Zeus' main product at the time was Zeus Extensible Traffic Manager (ZXTM) which Riverbed rebranded as Stingray and describes as Application Delivery Controller or ADC.
Riverbed’s fellow NASDAQ-quoted company Juniper Networks, in Sunnyvale, Santa Clara, has now paid $75m upfront to license Stingray.
So Zeus’ Cambridge technology will end up inside Juniper products and presumably help fund investment in the business group that used to be Zeus and was acquired by Riverbed.
Juniper and Riverbed have forged a technology partnership in wide area network (WAN) optimisation, application delivery and mobility to deliver market-leading technologies for enterprises looking to increase the efficiency of their IT infrastructures and securely deliver better performance of applications across devices, networks and the cloud.

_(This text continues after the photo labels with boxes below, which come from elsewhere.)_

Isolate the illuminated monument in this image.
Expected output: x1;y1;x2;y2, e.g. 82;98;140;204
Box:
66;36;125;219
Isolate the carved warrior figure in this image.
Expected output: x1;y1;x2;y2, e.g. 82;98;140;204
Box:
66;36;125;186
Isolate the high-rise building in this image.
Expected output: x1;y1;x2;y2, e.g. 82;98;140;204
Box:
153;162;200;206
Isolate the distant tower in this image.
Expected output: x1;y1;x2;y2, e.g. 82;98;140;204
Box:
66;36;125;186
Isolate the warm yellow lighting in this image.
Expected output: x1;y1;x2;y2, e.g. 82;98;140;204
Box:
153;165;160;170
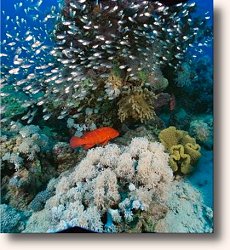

A joint statement said that as the application acceleration market moved toward more convergence between the network and application layers, both companies recognised the need to invest in next-generation solutions that will deliver better performance, security and scale across any environment.
Juniper said that the former Zeus technology would enhance its capabilities in key network domains across the enterprise, including in the data centre, across WANs, and consumer and business devices through new application networking technologies that better manage, scale and optimise any application’s use of the network.
Adam Twiss co-founded Zeus Technology from his student bedroom in 1995 along with Damian Reeves while they were undergrads at Churchill College.
Twiss later founded Saviso, CacheLogic and most recently Versio4 – and speculates that a spin-out from the new venture is a future probability; a fifth dimension.
Twiss previously told Business Weekly that Versio4 was doing Internet technology product development – mainly for a partner customer in SE Asia but with other customers as well. It's 100 per cent self-funded, profitable and doing about a million in revenue.